His vision is therefore interesting, because it disavows his own complicity in Rose’s destruction by suggesting that it is she who desires the repulsive coupling with the hideous stranger. In his vision, neither Dou, her gaunt suitor, nor Schalken are blamed and it is Rose’s sexuality that becomes questionable and even horrifying. Similarly, in his paintings (at least as the programme interprets them), Schalcken repeatedly displays his disgust at a world in which sex has become an object of commerce but, again and again, it is the women within these paintings who are presented as having commodified themselves, and chosen to trade sex for money.

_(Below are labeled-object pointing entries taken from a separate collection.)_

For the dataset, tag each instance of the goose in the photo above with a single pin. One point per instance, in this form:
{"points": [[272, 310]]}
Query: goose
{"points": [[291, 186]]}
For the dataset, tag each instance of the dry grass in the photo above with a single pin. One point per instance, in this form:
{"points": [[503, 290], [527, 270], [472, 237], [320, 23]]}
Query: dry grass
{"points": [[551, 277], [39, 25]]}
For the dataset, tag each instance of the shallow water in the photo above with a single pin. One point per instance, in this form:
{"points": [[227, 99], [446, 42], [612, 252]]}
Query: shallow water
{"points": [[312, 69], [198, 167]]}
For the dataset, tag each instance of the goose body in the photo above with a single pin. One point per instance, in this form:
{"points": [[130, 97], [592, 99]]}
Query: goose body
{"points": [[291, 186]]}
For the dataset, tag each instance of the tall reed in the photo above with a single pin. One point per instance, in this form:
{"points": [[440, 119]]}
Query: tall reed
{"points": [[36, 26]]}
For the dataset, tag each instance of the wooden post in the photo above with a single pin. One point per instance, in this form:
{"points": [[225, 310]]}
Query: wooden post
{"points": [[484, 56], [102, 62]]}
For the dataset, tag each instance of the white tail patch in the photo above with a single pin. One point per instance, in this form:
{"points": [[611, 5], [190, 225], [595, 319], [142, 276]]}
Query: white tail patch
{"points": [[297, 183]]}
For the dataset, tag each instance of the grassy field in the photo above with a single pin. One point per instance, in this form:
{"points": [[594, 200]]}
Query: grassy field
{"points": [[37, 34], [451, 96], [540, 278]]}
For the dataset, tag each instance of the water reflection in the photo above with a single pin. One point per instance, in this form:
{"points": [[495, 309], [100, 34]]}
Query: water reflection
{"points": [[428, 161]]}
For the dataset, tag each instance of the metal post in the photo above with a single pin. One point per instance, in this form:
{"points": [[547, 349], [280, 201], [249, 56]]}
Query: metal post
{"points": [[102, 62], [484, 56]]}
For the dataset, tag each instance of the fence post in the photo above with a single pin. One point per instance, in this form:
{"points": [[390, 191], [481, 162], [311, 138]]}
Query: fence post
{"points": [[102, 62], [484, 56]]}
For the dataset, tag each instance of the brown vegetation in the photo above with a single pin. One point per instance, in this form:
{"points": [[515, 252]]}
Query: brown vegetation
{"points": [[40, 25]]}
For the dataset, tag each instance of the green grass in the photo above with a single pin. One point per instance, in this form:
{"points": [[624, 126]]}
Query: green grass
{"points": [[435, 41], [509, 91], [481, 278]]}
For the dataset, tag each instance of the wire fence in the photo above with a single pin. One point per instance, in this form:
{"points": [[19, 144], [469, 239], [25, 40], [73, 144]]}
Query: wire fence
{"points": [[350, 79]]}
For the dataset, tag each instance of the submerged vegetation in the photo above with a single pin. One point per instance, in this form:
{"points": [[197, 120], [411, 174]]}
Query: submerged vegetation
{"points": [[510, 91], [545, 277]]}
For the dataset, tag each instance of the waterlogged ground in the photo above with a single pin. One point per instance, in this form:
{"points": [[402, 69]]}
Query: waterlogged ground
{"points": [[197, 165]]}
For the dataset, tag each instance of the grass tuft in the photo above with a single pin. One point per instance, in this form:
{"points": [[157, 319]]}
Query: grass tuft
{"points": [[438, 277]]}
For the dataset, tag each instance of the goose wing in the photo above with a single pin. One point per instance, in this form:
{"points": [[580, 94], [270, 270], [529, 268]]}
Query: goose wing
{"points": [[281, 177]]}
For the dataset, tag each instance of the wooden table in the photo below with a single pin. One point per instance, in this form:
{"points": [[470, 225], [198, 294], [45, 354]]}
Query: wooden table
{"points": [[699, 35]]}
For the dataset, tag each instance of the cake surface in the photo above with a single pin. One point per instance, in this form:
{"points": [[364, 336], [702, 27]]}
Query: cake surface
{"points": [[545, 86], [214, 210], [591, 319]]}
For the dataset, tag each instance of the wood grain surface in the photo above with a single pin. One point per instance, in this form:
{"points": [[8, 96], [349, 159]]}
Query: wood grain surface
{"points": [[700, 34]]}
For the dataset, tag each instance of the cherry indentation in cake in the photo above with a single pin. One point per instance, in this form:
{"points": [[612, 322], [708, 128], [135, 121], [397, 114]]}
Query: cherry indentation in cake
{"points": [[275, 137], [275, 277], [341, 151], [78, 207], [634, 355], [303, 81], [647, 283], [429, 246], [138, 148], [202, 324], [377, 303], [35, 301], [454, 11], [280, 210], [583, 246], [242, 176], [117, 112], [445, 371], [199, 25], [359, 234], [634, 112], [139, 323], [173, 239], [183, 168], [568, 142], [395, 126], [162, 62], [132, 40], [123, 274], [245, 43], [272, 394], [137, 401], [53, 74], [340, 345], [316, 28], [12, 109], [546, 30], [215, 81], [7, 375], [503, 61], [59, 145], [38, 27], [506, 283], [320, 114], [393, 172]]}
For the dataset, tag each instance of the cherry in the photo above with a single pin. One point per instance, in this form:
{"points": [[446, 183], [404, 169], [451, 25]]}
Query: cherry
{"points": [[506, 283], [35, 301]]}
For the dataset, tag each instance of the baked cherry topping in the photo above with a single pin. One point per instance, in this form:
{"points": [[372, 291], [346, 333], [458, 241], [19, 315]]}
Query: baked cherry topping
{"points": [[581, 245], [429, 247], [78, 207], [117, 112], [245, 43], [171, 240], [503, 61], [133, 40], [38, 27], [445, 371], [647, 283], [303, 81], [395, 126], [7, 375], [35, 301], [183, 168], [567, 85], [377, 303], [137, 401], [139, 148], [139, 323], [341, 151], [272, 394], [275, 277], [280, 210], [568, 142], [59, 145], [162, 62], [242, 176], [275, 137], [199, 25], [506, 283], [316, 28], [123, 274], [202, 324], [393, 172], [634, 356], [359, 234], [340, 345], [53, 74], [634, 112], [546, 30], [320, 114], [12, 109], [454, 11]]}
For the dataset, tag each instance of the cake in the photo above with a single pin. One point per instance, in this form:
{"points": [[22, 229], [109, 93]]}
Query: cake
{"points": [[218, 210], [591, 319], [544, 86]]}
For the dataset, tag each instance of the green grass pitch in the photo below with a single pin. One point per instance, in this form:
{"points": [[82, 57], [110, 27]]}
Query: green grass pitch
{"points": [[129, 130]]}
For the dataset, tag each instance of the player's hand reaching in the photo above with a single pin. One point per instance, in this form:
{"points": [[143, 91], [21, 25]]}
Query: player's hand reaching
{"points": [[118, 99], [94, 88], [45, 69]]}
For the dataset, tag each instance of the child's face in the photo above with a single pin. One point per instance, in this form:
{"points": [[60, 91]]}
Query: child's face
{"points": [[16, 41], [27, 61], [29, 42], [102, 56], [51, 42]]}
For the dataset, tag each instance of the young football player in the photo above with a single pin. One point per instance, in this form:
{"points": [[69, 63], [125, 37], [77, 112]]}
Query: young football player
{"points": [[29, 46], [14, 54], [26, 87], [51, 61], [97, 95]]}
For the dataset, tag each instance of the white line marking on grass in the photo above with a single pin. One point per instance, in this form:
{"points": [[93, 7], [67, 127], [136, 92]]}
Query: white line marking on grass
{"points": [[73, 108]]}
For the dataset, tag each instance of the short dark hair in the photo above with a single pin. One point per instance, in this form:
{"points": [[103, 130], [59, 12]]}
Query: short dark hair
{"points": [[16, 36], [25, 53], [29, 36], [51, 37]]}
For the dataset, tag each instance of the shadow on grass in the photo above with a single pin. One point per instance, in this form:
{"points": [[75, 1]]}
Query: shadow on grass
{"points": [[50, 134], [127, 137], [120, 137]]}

But the story has show us precisely the opposite. Schalcken might choose to present himself as a victim and women as the cold, heartless marketeers of sex; but it is actually Rose who is the victim of a system of exchange between men, in which she and her sexuality are property to be traded, a system of exchange that only Rose has objected to, and with which Schalcken has remained complicit and from which he has hoped to profit. Even if he ultimately experiences disgust and alienation as a result.

In short, then, the programme is a beautifully put together little short story that is really creepy and rather disturbing. Oh, and Charles Gray as the narrator doesn’t hurt either!